We first meet Brian Robeson being outfitted by his mother for a trip to visit his divorced father in a distant northern oil field. Brian is dispatched in a single engine plane to spend the summer with his father in Canada, but the pilot has a heart attack as he flies over the vast uncharted wilderness.
In a surprisingly adept action sequence, Brian crash lands the plane in a lake and swims to shore, saving only the hatchet that his mother bought for him. Out of necessity, Brian experiments with various food stuffs, vomiting up inedible berries until, copying the action of a black bear, he supplants his meager diet of raspberries with squirming grubs and worms.
As days pass, Brian uses his ingenuity to fish, make fires and even build a crude shelter after his cave is invaded by raccoons and porcupines. His greatest danger, though, is the bear with whom he has a bloody fight to the finish when it comes to reclaim its den.
Along with the action, Brian has dreams and flashbacks to the time when he witnessed the wifely adultery that led to the breakup of his parents’ marriage and family’s disintegration. The devastating effects of marital infidelity and divorce on children are powerfully shown, clearly revealing Brian’s present emotions and deepening our understanding of Brian’s inner resources. Unfortunately, a positive parental role model or a resolution of the divorce is never presented.

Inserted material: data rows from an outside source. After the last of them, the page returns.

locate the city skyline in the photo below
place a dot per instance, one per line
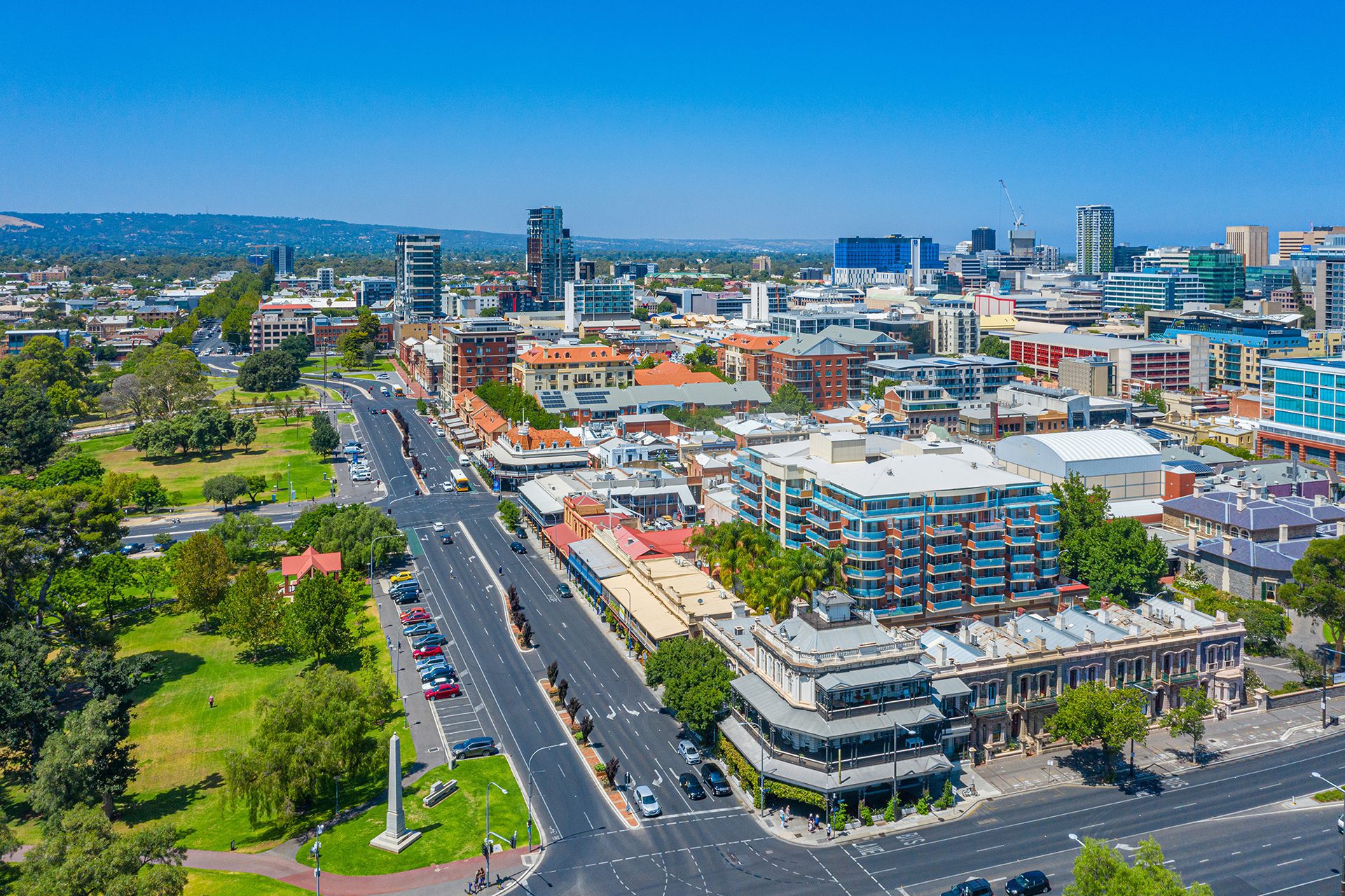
(630, 146)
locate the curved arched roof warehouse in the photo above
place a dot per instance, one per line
(1119, 460)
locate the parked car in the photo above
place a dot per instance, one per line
(1028, 884)
(690, 786)
(647, 802)
(474, 747)
(715, 779)
(447, 689)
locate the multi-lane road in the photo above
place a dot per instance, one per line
(1242, 827)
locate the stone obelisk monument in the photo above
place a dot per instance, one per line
(394, 837)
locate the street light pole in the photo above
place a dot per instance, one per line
(1317, 776)
(529, 766)
(490, 848)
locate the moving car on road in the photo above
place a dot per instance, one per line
(647, 802)
(474, 747)
(689, 754)
(1028, 884)
(690, 786)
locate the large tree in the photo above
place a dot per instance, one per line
(1096, 713)
(225, 489)
(319, 728)
(1318, 587)
(270, 371)
(1102, 871)
(353, 529)
(1119, 560)
(696, 681)
(84, 856)
(30, 678)
(252, 614)
(88, 761)
(201, 572)
(318, 619)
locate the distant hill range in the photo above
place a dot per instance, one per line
(144, 233)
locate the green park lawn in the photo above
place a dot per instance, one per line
(182, 743)
(210, 883)
(276, 446)
(450, 830)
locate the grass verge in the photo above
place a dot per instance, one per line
(276, 447)
(451, 830)
(210, 883)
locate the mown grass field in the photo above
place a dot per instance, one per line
(450, 830)
(182, 743)
(276, 447)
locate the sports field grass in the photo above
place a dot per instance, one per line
(182, 743)
(276, 447)
(450, 830)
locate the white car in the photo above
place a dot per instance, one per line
(647, 802)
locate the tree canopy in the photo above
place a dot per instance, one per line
(694, 677)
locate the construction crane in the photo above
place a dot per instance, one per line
(1017, 216)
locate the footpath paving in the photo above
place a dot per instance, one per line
(507, 869)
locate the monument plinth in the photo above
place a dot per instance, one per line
(394, 837)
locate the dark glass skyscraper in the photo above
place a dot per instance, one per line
(551, 256)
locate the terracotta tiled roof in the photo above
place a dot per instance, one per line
(747, 340)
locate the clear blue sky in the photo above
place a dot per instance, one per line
(682, 120)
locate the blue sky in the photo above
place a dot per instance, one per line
(682, 120)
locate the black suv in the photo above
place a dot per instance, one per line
(972, 887)
(715, 779)
(1028, 884)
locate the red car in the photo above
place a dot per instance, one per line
(447, 689)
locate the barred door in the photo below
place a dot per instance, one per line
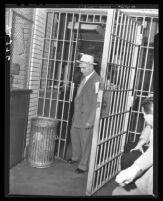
(114, 100)
(64, 31)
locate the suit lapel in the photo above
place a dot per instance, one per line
(87, 83)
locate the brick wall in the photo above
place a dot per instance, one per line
(35, 65)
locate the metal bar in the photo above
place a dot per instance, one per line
(47, 73)
(106, 49)
(53, 71)
(119, 71)
(143, 74)
(63, 45)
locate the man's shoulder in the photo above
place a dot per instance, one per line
(96, 76)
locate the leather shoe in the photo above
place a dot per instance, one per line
(79, 171)
(70, 161)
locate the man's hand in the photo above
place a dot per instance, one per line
(88, 125)
(137, 148)
(127, 176)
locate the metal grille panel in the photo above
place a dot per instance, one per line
(111, 123)
(144, 78)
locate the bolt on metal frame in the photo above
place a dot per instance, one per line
(110, 129)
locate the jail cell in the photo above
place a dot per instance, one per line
(144, 77)
(121, 47)
(66, 35)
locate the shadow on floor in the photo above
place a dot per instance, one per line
(57, 180)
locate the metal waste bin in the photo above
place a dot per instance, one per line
(42, 142)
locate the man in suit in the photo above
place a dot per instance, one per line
(141, 171)
(84, 114)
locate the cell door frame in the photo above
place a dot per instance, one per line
(90, 189)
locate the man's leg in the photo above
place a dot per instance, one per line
(122, 191)
(75, 144)
(128, 158)
(86, 141)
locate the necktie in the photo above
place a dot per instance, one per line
(81, 86)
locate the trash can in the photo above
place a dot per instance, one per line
(42, 142)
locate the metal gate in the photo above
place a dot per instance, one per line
(118, 67)
(66, 34)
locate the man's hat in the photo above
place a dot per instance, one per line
(86, 58)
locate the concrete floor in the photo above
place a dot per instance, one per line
(57, 180)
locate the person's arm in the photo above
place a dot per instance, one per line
(144, 138)
(91, 118)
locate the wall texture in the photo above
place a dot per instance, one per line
(35, 65)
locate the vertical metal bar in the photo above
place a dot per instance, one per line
(47, 70)
(120, 69)
(63, 106)
(53, 69)
(106, 49)
(143, 77)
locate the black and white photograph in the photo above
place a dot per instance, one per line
(82, 100)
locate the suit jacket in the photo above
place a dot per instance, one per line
(85, 103)
(145, 162)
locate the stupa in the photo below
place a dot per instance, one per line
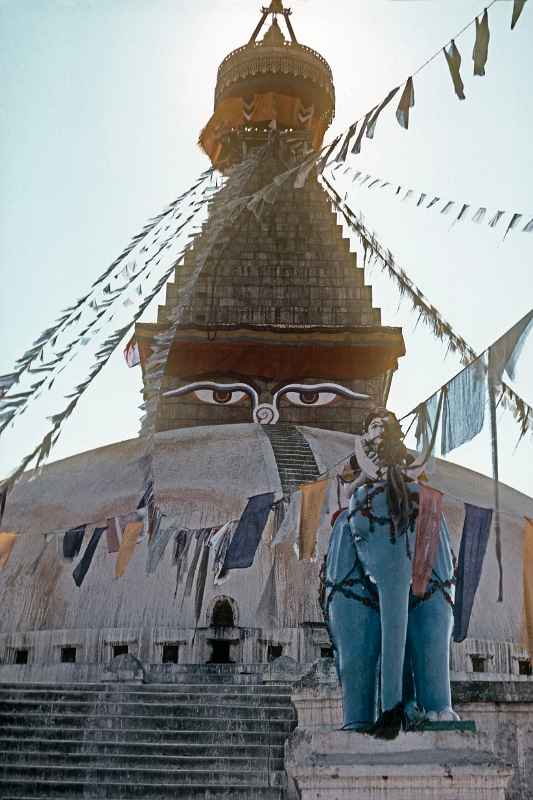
(276, 358)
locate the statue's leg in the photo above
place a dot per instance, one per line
(429, 633)
(356, 633)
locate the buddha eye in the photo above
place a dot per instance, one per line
(310, 398)
(219, 396)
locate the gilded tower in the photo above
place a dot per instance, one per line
(279, 300)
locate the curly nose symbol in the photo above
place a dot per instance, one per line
(266, 414)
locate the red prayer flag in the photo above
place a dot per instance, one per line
(131, 352)
(427, 537)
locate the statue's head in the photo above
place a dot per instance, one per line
(382, 434)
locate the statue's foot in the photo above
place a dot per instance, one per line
(446, 715)
(357, 727)
(389, 723)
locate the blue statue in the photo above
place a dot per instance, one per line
(391, 647)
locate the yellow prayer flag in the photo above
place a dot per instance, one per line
(313, 496)
(7, 540)
(528, 584)
(127, 546)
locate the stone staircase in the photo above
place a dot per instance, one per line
(208, 739)
(294, 458)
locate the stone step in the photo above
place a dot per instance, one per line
(137, 736)
(182, 681)
(179, 695)
(60, 757)
(134, 710)
(139, 775)
(28, 789)
(15, 746)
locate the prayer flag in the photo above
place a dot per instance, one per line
(505, 352)
(474, 540)
(267, 610)
(372, 122)
(463, 412)
(243, 547)
(290, 527)
(3, 499)
(407, 101)
(357, 144)
(72, 542)
(528, 583)
(82, 567)
(113, 534)
(7, 542)
(131, 352)
(427, 537)
(157, 546)
(453, 59)
(481, 47)
(518, 7)
(313, 495)
(127, 547)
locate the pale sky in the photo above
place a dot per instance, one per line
(101, 108)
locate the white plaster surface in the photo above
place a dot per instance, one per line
(330, 765)
(204, 476)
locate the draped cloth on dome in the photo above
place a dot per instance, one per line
(474, 540)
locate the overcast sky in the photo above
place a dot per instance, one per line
(101, 108)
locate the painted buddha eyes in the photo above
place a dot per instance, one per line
(224, 397)
(310, 398)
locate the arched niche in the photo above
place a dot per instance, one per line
(223, 612)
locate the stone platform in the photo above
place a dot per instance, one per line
(429, 765)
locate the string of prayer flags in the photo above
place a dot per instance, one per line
(243, 547)
(129, 541)
(427, 537)
(81, 569)
(518, 7)
(481, 47)
(426, 311)
(438, 203)
(72, 542)
(49, 337)
(407, 102)
(527, 569)
(313, 496)
(7, 542)
(474, 539)
(372, 122)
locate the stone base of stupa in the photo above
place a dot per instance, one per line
(429, 765)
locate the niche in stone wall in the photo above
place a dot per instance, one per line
(223, 612)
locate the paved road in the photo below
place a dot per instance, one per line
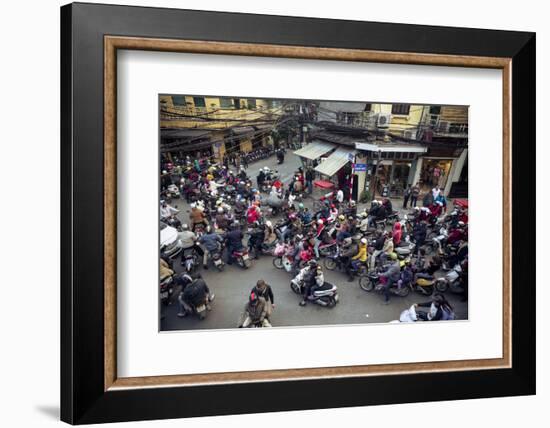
(234, 284)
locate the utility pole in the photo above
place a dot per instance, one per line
(376, 174)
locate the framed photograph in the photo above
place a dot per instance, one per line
(313, 211)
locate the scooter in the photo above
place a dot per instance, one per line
(166, 290)
(450, 281)
(242, 257)
(376, 281)
(190, 260)
(326, 295)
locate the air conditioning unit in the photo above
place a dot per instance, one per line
(443, 126)
(410, 134)
(383, 120)
(434, 120)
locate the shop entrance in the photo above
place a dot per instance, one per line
(435, 172)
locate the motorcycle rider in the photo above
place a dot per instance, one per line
(440, 309)
(312, 275)
(167, 211)
(255, 312)
(211, 242)
(197, 217)
(392, 275)
(194, 293)
(188, 241)
(349, 249)
(262, 289)
(234, 240)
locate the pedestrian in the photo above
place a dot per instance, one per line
(262, 289)
(415, 191)
(309, 180)
(406, 196)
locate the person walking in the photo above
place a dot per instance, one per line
(415, 191)
(406, 196)
(309, 180)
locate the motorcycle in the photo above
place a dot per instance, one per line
(242, 257)
(326, 295)
(166, 290)
(190, 260)
(450, 281)
(376, 281)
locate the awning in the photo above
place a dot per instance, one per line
(386, 148)
(314, 150)
(335, 161)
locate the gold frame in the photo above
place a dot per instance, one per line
(112, 43)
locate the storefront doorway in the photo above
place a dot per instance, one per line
(435, 172)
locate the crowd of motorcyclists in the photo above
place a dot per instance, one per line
(234, 218)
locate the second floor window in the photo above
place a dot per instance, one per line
(199, 101)
(400, 109)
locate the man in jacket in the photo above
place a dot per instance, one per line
(234, 240)
(255, 312)
(210, 242)
(392, 274)
(349, 250)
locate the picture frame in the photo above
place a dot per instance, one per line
(91, 392)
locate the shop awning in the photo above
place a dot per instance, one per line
(314, 150)
(335, 161)
(404, 148)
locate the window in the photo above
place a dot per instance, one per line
(199, 101)
(400, 109)
(179, 101)
(226, 103)
(435, 110)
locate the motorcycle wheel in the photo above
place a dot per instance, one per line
(330, 263)
(278, 262)
(403, 292)
(366, 284)
(441, 286)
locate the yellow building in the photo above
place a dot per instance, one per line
(233, 124)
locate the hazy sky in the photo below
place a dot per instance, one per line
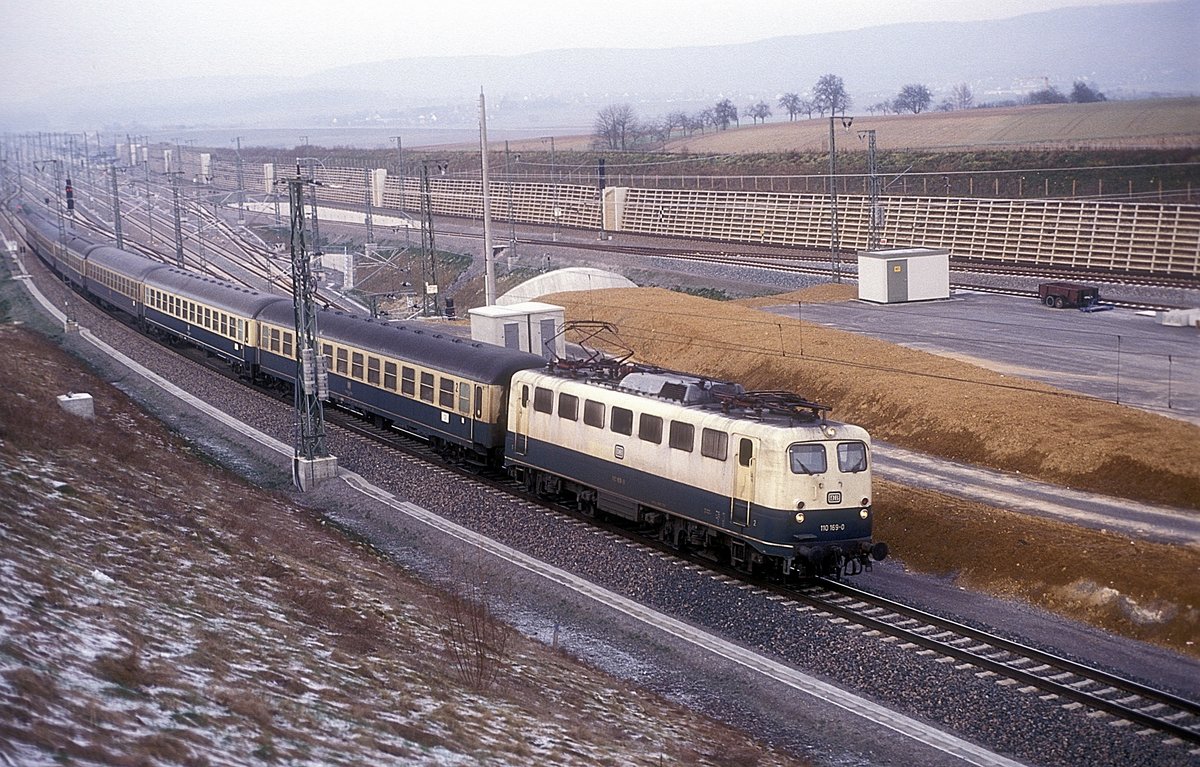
(52, 43)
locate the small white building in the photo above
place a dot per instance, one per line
(531, 327)
(904, 274)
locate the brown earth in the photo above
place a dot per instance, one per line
(961, 412)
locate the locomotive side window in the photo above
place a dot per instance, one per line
(714, 444)
(852, 456)
(682, 437)
(568, 406)
(622, 420)
(808, 459)
(649, 429)
(593, 413)
(543, 400)
(745, 451)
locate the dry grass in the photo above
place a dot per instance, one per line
(1152, 124)
(155, 610)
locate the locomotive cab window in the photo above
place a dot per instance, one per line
(808, 457)
(649, 429)
(851, 456)
(622, 420)
(682, 436)
(568, 406)
(714, 444)
(593, 413)
(745, 451)
(543, 400)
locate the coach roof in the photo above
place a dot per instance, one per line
(417, 343)
(210, 292)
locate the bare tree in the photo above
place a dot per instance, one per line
(829, 95)
(725, 112)
(792, 103)
(915, 99)
(759, 112)
(615, 126)
(961, 96)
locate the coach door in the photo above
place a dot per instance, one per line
(745, 455)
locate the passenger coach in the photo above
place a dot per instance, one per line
(443, 388)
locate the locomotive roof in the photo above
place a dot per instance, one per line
(129, 264)
(417, 342)
(211, 292)
(693, 390)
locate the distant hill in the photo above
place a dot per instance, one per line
(1125, 51)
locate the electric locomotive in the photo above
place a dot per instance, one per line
(761, 480)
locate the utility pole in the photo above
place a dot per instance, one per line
(117, 204)
(312, 461)
(489, 252)
(179, 232)
(241, 187)
(427, 246)
(367, 217)
(834, 245)
(400, 169)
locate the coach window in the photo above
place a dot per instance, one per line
(593, 413)
(543, 400)
(427, 387)
(649, 429)
(714, 444)
(568, 406)
(622, 420)
(852, 456)
(682, 437)
(808, 459)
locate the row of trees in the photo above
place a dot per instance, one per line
(617, 126)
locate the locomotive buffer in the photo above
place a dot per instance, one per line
(312, 461)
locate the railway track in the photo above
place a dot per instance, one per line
(1079, 687)
(1085, 689)
(989, 654)
(801, 264)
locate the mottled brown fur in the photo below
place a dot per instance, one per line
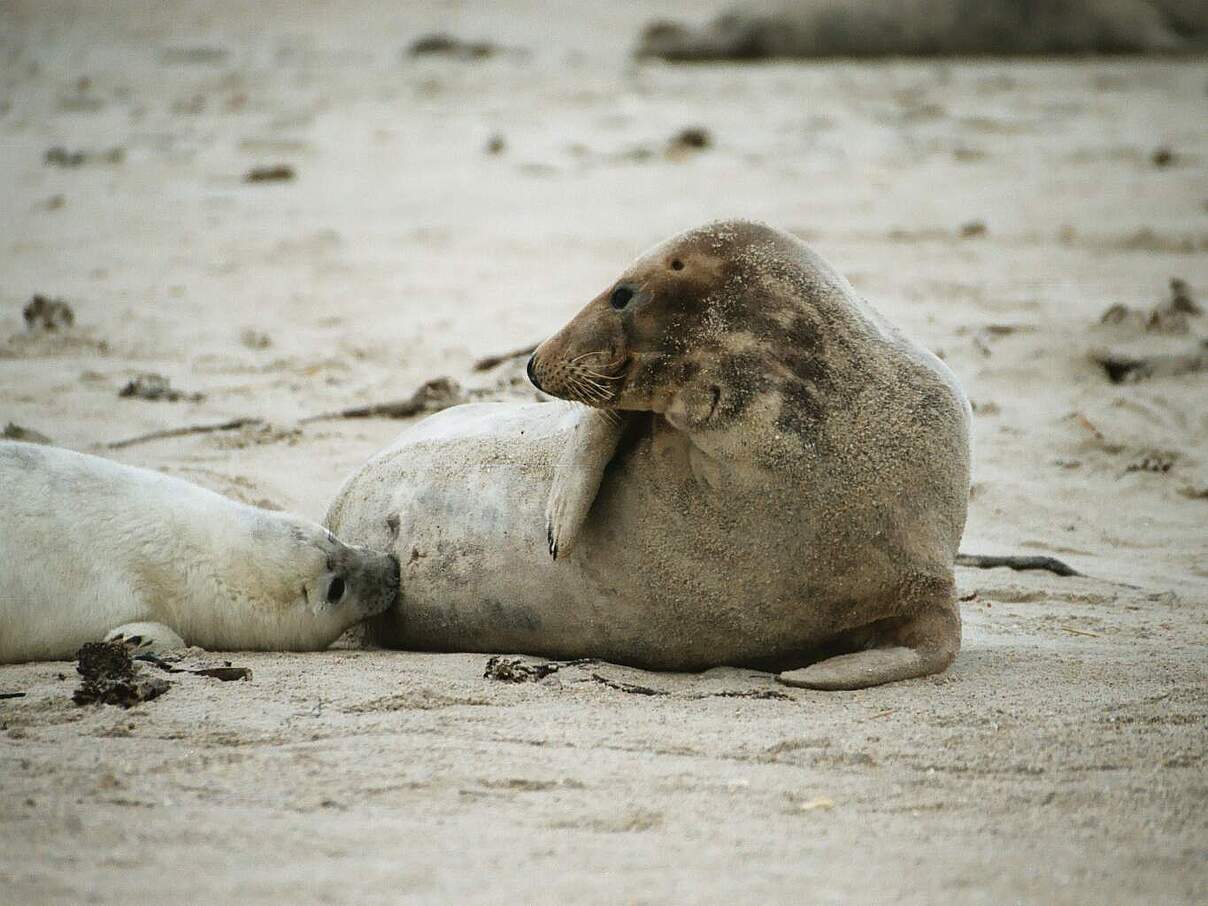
(768, 470)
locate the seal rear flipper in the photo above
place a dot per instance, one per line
(922, 645)
(592, 441)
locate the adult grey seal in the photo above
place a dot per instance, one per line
(765, 472)
(93, 549)
(865, 28)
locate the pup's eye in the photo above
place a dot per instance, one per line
(621, 296)
(336, 590)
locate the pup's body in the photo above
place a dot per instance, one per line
(89, 549)
(777, 474)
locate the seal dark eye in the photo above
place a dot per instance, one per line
(336, 590)
(621, 296)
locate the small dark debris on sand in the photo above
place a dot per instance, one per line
(192, 56)
(512, 669)
(1050, 564)
(156, 388)
(627, 687)
(1154, 462)
(445, 45)
(12, 431)
(276, 173)
(255, 338)
(760, 693)
(1124, 369)
(59, 156)
(110, 677)
(226, 673)
(685, 141)
(489, 361)
(433, 396)
(233, 424)
(1172, 315)
(42, 313)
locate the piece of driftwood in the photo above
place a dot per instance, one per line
(1050, 564)
(433, 396)
(488, 361)
(231, 425)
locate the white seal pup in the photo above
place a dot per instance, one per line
(770, 475)
(91, 549)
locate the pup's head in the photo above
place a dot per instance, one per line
(698, 327)
(309, 585)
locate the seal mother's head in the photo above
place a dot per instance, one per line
(706, 324)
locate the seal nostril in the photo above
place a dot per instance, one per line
(336, 590)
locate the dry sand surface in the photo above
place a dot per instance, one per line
(1060, 760)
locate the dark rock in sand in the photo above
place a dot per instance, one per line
(13, 431)
(110, 677)
(156, 388)
(931, 28)
(46, 314)
(443, 45)
(277, 173)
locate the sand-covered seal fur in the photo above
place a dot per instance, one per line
(766, 472)
(91, 549)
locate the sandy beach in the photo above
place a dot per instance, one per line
(442, 209)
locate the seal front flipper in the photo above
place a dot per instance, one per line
(576, 477)
(146, 638)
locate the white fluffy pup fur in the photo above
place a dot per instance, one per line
(91, 549)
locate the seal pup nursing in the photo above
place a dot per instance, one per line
(766, 472)
(93, 549)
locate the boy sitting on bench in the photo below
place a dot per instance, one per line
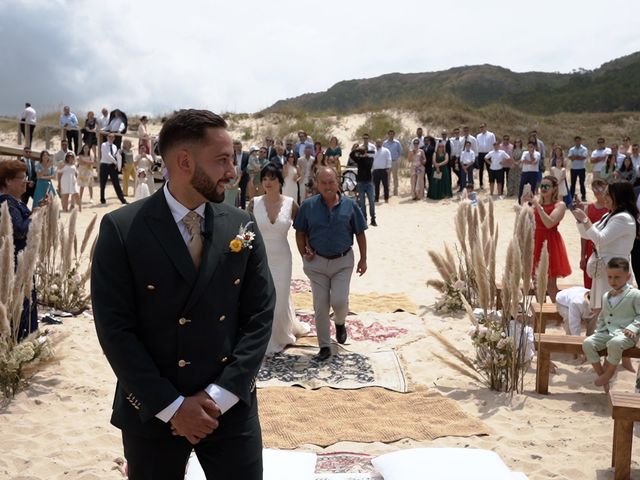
(618, 323)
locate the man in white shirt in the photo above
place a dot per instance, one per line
(382, 163)
(69, 123)
(495, 166)
(599, 156)
(618, 155)
(530, 169)
(485, 141)
(578, 156)
(395, 147)
(574, 308)
(29, 118)
(109, 166)
(467, 161)
(456, 145)
(635, 157)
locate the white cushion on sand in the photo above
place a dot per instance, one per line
(277, 465)
(442, 464)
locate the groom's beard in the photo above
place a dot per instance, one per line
(205, 186)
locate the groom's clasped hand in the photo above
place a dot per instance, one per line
(196, 418)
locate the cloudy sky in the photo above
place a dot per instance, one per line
(154, 56)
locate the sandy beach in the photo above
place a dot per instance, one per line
(59, 426)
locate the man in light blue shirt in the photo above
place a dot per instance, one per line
(69, 123)
(395, 147)
(578, 156)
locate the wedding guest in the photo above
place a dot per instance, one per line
(626, 170)
(109, 169)
(89, 133)
(595, 211)
(578, 156)
(128, 167)
(141, 190)
(325, 227)
(13, 182)
(515, 170)
(46, 172)
(85, 172)
(612, 236)
(69, 184)
(559, 171)
(274, 214)
(417, 162)
(32, 175)
(69, 123)
(618, 322)
(143, 133)
(440, 180)
(549, 211)
(144, 160)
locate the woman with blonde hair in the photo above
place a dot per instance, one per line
(549, 211)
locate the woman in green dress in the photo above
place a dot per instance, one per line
(440, 184)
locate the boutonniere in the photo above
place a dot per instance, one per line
(243, 239)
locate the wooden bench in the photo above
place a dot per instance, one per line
(625, 410)
(564, 344)
(549, 313)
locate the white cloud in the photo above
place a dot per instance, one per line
(148, 56)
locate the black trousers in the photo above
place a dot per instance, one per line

Finally, a storm lifts the crashed plane to the surface of the lake, and Brian paddles out to fetch the craft’s survival kit. There are some gruesome make-up effects with the decomposing pilot who is still in the cabin.
The scenery of the trackless northern wilderness is beautiful. Much of the camera work is reminiscent of 1989’s THE BEAR. There is a somewhat bloody fight with the bear, but for the most part, A CRY IN THE WILD is good family entertainment. Though Brian goes “skinny-dipping” and is shown briefly nude from the rear, it is really not offensive, since the film is more concerned showing how Brian uses his ingenuity to fashion together a bow and arrow and a spear. A slight caution is issued for a few obscenities.